As we all know, the one time you want to do a job quickly is the time you realise the battery in the drill is dead, so a second battery makes a lot of sense. As with many tools, it's a lot less expensive to buy a kit with two batteries rather than trying to buy an extra battery separately later on.
Battery capacity is measured in ampere hours (Ah). A large capacity battery (such as 5Ah or more) will generally run much longer than a smaller capacity, though our tests show this isn't always the case.
Battery voltage – measured in volts (V), of course – is a guide to the power you can expect from the drill. Generally, the higher the voltage, the better the torque, though again our tests show that there's a lot more to performance than just the voltage. We find 18V drills vary a lot in their torque and drilling performance.

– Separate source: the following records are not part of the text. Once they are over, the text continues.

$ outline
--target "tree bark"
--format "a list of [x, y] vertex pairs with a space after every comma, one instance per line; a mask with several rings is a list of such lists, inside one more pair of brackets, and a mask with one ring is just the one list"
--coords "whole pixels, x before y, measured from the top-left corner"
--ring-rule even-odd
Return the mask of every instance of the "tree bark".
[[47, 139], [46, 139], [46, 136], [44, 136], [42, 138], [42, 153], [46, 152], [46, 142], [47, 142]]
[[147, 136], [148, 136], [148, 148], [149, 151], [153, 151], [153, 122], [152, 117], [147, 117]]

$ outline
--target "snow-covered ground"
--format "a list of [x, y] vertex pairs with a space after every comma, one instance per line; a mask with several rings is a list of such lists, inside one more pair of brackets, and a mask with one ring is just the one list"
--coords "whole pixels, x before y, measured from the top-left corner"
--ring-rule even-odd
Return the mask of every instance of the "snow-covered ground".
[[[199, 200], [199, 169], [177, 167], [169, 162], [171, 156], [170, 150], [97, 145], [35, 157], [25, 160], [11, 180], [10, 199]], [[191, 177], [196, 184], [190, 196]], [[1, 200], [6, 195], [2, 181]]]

Chuck who? The chuck is the part at the end where the drill bit goes. Usually you'll need a 13mm chuck to accommodate larger drill bits. Smaller and cheaper drills often only have 10mm chucks, which might be enough if you're looking at nothing more than drilling in some small holes to hang pictures.
You also want a keyless chuck, so you can loosen and tighten it by hand without having to worry about finding the chuck key. Pretty much all drills have keyless chucks these days.
Essential for removing screws from timber or other material. The rotation button or switch should be reachable with your thumb or forefinger without changing your grip.
This should be easy to operate and give good variable control, from barely rotating to full speed. Good control at low speed is particularly important when trying to start a screw, or drilling on surfaces that don't provide good adhesion or friction, such as tiles and metal.
A range of gears will help you get the best results for different tasks. Low gear is for slow, powerful drilling, such as with a wide-diameter bit, drilling through steel or driving screws. High gear is for fast drilling, such as with small-diameter bits.
This stops you overdriving or snapping a screw. The clutch should slip when the torque on the screw gets too high, stopping the drill head from turning, so a wide range of clutch settings is useful.
You'd be surprised at how handy an onboard light can be, as you'll often find yourself working in small, cramped areas with poor lighting.